Saturday, November 11, 2006

Simple Agile

Continuing the previous exchange in the form of a Socratic dialogue

Why are you talking about Karate and JKD?


The ability to draw analogies sets sentient beings apart. I was using Karate and JKD (if it exists) as similar creative and technical analogies for software engineering. Life in general. Primary school; secondary school; tertiary education; post-education independence is another which fits this context. Fundamentals followed by application, plus understanding, then extension.

I conclude that you now completely agree with my points, which is very fine since I believe I have spoken absolutely sensibly. Please confirm this.

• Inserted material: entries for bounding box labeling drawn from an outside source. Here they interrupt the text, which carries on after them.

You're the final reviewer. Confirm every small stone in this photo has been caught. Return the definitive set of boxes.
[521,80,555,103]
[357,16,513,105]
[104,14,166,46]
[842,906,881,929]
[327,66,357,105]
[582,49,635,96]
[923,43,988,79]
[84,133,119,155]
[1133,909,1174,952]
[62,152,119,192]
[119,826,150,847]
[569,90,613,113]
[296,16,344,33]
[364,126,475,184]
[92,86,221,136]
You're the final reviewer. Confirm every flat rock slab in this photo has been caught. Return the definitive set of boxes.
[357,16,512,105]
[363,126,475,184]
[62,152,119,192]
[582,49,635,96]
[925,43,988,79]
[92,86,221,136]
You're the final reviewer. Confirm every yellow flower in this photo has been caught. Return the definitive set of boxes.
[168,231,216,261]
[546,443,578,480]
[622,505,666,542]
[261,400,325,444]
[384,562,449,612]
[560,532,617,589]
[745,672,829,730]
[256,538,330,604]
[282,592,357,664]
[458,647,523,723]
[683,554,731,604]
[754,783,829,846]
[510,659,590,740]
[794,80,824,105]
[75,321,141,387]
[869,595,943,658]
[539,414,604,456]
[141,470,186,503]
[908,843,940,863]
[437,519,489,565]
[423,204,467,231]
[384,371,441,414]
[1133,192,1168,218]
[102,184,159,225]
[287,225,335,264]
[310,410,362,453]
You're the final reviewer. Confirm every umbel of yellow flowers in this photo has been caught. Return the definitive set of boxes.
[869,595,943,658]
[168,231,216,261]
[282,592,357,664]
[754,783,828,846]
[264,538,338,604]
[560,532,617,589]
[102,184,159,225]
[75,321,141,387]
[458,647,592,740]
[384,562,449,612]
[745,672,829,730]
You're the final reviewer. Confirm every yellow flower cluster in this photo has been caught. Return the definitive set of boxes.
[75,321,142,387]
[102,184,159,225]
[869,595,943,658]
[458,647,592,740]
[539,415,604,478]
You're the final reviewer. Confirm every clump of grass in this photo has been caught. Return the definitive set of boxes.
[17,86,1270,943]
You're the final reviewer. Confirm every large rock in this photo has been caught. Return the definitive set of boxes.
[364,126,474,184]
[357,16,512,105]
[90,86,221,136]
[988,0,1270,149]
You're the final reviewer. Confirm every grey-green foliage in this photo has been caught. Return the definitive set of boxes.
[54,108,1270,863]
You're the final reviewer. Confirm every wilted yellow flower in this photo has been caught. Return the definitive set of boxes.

You indeed have spoken sensibly. I neither expect to agree with all of your points, nor you with mine. Nor could it be so if we are thinking and developing independently without following a common dogma.

We agree with Fowler and Kent's opinions as I have quoted them. We both agree that a simple agile approach to software engineering is the most likely approach.

Not clear to the first assertion. We certainly disagree on interpretation of Fowler's words, among others. The "simple agile approach" needs a little more elaboration and definition if you want to pick-and-choose parts rather than specify to which agile approach (eg. scrum, xp) you are referring.

We both agree that a very disciplined approach is necessary, and that this discipline need only be applied to a very few
rules.

Again, we disagree on intent and degree. How much discipline is too much or too little?

Pay attention to the current circumstances, decide your next small step using the information to hand, always trying to improve things.

Here we agree. I think. Perhaps we have different definitions of small step. For me, three days is a small step compared to an iteration or closure over three or four weeks.

We agree that if something appears difficult, hard, convoluted, and complex it is not well understood. We agree that if something is simple it is understandable and communicable (even when encapsulating a great deal of complexity).


Here we are in agreement. No qualification.